Nazi soldiers creep closer towards the beach whilst dive-bombers from the sky and torpedoes from the sea create a hell on earth.
For those who remember their history, the Second World War was still very new at this point in history, and Winston Churchill had only been Prime Minister for two weeks. This and a whole lot of other unsureness seeps through the film on many levels.
This movie stands out from other war films for several reasons:
Firstly, there are three stories (land, sea and air), following three timelines (a week, a day and an hour), which all converge towards the end. Non-linear storytelling is a familiar trademark in Nolan’s films, which he pushes to new levels in Dunkirk.
Secondly, there is no characterisation. Each story has it’s main character for us to follow, but that’s about it. You won’t see flashbacks of their training or memories of romance. Nolan focuses on the raw panic, and these ‘unknown’ people are avatars for us to experience the terror firsthand.

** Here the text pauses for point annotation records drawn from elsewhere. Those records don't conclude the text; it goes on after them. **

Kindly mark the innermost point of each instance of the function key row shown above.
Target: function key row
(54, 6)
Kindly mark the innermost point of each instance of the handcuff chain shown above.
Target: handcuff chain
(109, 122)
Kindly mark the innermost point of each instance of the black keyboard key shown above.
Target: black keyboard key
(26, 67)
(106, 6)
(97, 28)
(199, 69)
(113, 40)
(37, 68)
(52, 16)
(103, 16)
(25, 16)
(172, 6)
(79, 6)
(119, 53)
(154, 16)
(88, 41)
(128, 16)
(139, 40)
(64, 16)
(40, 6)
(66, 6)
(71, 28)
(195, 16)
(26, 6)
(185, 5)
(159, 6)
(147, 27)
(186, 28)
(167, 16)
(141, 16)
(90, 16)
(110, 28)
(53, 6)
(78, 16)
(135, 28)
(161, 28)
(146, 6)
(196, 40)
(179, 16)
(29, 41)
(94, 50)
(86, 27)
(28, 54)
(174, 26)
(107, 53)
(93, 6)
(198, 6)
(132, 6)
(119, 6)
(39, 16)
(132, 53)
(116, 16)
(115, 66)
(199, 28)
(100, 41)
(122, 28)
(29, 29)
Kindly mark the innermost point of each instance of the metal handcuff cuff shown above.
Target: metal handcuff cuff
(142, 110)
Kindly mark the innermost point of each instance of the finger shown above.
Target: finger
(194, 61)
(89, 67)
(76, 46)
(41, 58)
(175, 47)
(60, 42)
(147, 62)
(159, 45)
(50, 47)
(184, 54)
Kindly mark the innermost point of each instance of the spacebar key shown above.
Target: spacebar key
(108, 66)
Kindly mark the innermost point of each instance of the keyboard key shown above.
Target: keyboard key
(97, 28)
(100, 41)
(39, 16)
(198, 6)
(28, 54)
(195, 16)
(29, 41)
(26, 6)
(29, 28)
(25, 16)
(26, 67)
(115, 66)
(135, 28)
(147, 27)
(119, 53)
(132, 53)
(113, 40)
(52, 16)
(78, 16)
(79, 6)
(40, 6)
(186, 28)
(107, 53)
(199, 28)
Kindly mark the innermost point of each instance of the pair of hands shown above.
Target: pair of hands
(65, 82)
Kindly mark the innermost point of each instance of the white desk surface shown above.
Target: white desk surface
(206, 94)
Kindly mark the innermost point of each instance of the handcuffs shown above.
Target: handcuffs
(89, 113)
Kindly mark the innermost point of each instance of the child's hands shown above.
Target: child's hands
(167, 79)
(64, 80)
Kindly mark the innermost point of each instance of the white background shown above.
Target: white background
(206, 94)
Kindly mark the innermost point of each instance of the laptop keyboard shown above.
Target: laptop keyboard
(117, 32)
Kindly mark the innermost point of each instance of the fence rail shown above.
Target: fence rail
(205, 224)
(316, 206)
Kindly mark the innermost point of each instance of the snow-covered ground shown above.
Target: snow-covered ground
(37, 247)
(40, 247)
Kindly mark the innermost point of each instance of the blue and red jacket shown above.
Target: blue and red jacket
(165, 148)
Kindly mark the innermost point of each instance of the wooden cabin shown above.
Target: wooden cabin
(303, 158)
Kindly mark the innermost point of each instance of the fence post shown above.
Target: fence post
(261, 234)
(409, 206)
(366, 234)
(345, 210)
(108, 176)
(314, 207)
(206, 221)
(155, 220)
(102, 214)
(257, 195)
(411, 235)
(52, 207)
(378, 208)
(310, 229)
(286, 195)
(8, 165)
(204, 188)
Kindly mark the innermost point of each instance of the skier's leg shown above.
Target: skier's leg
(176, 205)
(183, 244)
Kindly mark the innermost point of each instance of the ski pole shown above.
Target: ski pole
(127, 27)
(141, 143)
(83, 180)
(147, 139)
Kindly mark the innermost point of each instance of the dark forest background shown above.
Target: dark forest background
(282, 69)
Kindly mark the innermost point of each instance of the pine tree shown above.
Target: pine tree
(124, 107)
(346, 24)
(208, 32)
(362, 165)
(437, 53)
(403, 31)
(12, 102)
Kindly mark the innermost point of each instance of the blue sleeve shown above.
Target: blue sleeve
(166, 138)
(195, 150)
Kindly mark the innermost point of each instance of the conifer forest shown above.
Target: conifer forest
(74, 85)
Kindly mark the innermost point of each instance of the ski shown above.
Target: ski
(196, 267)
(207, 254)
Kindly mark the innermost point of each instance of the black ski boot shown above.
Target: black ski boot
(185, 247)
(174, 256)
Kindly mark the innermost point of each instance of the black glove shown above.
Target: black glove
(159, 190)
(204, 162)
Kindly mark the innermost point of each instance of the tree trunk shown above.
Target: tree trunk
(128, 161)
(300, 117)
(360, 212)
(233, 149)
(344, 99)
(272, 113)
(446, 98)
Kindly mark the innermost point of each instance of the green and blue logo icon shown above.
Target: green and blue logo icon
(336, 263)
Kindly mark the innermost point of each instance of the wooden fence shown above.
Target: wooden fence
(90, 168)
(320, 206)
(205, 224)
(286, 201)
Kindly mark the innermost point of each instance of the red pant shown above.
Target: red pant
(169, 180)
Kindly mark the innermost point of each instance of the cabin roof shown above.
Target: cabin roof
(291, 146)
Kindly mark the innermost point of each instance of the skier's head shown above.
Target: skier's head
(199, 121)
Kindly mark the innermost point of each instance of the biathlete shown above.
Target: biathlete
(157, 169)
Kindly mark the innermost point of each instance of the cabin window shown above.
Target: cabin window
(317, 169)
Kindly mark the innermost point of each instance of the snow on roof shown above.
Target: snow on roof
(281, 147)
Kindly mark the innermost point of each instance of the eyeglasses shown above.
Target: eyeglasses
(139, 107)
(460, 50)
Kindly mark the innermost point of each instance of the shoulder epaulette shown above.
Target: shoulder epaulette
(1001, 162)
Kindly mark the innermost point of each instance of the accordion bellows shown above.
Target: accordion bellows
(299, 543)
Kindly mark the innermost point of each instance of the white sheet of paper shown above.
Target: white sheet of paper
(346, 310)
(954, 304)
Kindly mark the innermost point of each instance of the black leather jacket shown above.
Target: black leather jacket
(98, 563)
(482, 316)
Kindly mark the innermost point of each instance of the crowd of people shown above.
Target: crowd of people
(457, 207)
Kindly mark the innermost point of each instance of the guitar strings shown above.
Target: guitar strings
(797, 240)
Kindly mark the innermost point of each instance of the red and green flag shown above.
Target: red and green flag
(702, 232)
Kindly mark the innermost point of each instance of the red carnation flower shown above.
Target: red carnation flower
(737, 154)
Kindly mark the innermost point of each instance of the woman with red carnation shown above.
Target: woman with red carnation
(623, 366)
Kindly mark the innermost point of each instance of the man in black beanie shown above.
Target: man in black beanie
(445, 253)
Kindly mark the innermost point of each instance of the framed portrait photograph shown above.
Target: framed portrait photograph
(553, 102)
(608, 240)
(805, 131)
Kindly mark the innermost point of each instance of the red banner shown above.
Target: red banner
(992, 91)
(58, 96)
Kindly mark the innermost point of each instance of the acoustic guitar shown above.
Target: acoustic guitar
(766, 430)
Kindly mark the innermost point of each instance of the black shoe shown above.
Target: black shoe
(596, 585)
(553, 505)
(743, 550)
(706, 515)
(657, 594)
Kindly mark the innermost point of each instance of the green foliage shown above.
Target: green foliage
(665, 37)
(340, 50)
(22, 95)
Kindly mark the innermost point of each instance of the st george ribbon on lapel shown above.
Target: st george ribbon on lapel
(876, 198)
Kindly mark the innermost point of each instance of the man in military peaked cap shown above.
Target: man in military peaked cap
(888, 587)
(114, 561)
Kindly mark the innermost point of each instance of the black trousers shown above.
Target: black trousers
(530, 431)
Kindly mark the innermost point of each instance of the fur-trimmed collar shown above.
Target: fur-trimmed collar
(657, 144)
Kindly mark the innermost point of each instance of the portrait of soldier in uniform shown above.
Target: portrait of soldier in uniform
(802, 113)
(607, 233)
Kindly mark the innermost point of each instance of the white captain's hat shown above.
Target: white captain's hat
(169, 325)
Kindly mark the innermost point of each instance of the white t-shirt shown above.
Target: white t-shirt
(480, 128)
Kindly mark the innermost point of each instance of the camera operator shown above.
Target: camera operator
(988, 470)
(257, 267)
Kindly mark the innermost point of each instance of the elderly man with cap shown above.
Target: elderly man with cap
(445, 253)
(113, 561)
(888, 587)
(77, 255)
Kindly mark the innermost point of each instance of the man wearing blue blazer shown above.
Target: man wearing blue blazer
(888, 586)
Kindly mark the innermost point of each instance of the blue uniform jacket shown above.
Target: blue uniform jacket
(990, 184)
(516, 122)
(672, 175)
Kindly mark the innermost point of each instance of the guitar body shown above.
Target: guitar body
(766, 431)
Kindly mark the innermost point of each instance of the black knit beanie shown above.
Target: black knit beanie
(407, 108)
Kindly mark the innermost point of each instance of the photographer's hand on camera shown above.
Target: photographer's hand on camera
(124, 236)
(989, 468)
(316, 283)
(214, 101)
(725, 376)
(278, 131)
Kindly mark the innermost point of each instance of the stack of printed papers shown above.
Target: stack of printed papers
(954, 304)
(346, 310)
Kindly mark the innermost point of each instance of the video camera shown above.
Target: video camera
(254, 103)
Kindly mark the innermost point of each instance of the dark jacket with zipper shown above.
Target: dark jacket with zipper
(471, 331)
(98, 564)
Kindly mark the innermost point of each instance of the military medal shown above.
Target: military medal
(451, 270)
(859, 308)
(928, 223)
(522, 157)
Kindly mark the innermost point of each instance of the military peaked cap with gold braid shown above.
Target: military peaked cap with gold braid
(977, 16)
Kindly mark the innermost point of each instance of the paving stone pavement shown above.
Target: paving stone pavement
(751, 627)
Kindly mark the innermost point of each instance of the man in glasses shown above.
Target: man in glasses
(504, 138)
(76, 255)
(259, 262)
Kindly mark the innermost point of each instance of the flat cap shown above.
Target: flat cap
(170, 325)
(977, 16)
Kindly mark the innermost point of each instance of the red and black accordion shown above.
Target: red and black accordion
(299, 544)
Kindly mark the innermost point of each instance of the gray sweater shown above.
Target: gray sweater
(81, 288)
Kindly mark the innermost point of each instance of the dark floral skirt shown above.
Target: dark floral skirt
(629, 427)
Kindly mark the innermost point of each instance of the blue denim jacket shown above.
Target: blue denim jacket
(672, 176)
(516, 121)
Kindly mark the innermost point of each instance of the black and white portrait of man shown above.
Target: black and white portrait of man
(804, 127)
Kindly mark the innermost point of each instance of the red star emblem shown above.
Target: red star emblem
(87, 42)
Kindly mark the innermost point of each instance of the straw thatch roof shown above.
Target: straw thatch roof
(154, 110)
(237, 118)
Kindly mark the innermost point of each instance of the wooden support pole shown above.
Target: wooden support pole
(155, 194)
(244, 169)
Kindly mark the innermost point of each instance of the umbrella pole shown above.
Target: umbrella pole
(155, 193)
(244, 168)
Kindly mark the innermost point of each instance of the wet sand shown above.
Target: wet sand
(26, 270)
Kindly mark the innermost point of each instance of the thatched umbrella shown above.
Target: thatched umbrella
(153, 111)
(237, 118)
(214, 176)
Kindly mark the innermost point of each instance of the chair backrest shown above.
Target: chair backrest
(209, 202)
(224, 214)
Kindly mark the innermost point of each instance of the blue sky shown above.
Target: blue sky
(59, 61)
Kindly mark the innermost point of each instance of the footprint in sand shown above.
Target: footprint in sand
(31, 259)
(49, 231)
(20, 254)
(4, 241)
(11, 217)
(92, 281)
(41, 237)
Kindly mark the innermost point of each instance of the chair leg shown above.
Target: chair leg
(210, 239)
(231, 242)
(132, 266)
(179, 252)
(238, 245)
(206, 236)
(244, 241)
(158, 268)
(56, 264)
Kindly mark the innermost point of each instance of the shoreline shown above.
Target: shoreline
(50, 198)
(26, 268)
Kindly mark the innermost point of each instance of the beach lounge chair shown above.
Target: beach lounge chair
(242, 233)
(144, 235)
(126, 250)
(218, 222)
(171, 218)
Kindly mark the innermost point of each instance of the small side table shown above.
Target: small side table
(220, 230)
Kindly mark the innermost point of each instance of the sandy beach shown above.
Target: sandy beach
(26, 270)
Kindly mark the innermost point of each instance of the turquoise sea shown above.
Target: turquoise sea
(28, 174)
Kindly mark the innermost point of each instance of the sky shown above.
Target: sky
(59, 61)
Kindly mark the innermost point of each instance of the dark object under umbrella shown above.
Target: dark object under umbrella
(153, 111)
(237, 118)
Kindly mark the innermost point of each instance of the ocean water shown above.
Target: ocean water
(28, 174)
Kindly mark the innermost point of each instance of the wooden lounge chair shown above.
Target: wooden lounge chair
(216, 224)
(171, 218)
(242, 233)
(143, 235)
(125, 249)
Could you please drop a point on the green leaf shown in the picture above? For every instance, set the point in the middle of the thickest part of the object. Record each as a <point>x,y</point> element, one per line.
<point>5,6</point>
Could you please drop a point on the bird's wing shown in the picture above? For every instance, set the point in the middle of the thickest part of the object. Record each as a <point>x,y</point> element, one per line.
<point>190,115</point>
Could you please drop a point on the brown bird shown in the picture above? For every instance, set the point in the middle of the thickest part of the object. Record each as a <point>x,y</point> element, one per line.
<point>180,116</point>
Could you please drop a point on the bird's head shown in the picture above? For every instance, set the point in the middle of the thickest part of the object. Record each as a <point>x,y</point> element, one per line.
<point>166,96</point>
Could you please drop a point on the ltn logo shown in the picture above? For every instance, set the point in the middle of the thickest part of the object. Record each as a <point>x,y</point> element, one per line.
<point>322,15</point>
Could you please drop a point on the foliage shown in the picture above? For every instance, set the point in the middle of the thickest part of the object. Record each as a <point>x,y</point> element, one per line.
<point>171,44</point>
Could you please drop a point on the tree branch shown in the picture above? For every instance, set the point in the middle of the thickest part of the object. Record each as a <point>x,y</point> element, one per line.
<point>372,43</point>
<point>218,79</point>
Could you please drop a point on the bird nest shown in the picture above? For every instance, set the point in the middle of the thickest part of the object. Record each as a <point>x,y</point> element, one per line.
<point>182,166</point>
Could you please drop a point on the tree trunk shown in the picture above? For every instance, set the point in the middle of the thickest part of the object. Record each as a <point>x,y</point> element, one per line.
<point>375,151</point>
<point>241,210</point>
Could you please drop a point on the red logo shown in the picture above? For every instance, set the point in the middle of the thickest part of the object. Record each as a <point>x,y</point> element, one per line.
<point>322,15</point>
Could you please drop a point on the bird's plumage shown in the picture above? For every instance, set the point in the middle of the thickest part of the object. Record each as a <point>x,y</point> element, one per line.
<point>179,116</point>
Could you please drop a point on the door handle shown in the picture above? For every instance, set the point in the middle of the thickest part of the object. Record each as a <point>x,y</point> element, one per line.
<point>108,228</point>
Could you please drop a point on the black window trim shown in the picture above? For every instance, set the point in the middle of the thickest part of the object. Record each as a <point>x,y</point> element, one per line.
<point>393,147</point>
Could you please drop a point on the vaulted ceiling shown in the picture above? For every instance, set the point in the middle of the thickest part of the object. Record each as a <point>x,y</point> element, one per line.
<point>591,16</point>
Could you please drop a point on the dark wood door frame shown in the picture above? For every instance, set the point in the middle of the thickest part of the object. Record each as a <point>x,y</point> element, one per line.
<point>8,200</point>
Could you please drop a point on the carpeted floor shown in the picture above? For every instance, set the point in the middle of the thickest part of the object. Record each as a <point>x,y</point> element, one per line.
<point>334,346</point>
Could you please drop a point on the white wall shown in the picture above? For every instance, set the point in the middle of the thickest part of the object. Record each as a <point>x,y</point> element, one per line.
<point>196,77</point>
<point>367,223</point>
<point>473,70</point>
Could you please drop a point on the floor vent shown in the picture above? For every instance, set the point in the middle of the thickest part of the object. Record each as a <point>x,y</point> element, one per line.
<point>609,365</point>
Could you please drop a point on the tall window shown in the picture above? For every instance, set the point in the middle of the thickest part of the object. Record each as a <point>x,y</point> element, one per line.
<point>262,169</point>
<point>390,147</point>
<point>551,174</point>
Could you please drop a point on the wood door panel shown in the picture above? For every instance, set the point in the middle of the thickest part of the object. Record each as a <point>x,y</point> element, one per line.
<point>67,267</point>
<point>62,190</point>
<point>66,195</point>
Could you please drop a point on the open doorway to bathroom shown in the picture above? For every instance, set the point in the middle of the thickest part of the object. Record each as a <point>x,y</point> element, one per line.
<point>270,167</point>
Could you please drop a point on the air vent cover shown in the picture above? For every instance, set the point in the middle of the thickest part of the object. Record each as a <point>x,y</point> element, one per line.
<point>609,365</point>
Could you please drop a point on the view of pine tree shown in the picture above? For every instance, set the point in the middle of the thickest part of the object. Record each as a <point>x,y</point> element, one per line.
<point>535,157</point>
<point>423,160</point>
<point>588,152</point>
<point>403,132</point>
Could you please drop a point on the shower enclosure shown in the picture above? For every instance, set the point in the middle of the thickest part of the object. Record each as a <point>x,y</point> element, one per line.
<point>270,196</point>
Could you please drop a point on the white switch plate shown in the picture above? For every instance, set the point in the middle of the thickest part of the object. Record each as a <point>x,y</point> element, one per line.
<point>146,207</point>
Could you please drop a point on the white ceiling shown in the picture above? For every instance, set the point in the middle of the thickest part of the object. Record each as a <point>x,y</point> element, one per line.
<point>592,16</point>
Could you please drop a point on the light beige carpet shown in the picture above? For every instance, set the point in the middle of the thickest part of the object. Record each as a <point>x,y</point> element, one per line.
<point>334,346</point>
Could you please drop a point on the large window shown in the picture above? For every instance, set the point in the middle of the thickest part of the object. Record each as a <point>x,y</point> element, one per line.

Thirdly, the music is a lead character – in my opinion anyway. The majority of war films have big, brassy, memorable themes. Hans Zimmer has crafted a musical score that not only energises the hysteria, but also acts as an audible usher that guides you across the timelines. Not the kind of music you’ll be whistling on the way home.
There are really so many levels to this movie that are worth analysing.
REASONS TO OWN THIS FILM:
It Looks Gorgeous
It’s difficult to make an epic war film without lots of browns and greys. In fact, with uniforms, ships, smoke, sand and even desaturation of the film colour itself – it’s near impossible! So how did Nolan get around it? By composing each shot in such a way that it’s worth it to press pause, take a screenshot, print it, frame it and hang it in the dining room. The cinematography is bound to snag Hoyte van Hoytema at least an Oscar nomination.
I think it’s also worth reminding that everything you see on screen is really there: Every battleship, plane, and explosion. There is no CG or green screens – these are crutches Nolan only uses unless there is absolutely no other way. (Now that you know that, go and re-watch Inception and Interstellar knowing that less than 1% of the special effects are digital)
Minimalistic Actors = Maximised Acting
Yes, we see thousands of soldiers and sailors (some of which are actually cardboard cutouts) so wouldn’t it make sense to compliment that with a large all-star ensemble cast? It’s kind of a prerequisite for a big war movie: ‘The Longest Day’, ‘A Bridge Too Far’, ‘The Great Escape’, ‘Thin Red Line’, etc. Like I mentioned above, we have only a handful of “blank” characters to follow. And one might go even further to say that their acting was limited by the immense lack of dialogue – a very unusual approach for Nolan, who normally writes dialogue-heavy films.
But I say that this forced the actors to give of their best – and it shows!
Take Tom Hardy for example, arguably the biggest name in the cast, who portrays Farrier, a Spitfire pilot on top of his game. For most of the movie, he is in his cockpit. And because of his helmet and oxygen mask – all we see are his eyes. Hardy is known to have his face covered in a lot of his roles, and that’s what makes his acting so good: He can convey a range of emotion just from his eyes!
This talent is seen in all of the other actors who use their limitations to their acting advantage.
If the music is the unseen character in Dunkirk, then the sound is its loyal accomplice. The sounds in Dunkirk (and even lack thereof) play a vital part in the storytelling. A lot of people around the world have publicly complained the the movie is too loud. Christopher Nolan responded something along the lines of ‘That’s exactly how I want it’.
The intention is for the audience to experience what it was actually like. And since you’ll be sitting in comfort while watching the film – instead of dodging bullets on a cold, grimy beach without shelter – it is the filmmakers duty to try and make every bullet as loud as the real thing. You’re meant to feel uncomfortable.
Hans Zimmer’s music is actually built on the sound of a ticking watch (once belonging to Nolan’s grandfather) which can be heard for the entire length of the movie. It is borderline psychological harassment, and it works to maximum effect. When terrifying action is happening, the gaps between ticks feel long – ‘when will this nightmare end?’
Iain’s verdict: Dunkirk
Dunkirk may not be everyone’s cup of seawater, but it’s nevertheless ultra-impressive. You won’t spot loads of gore, like ‘Saving Private Ryan’ or ‘We Were Soldiers’ because it’s more about the unbearable agony of the situation.
Nolan himself admits that the film falls into the ‘experimental cinema’ category. But the fact that it continues receiving positive reactions from mainstream audiences proves that Dunkirk is, without a doubt, a masterpiece of a movie.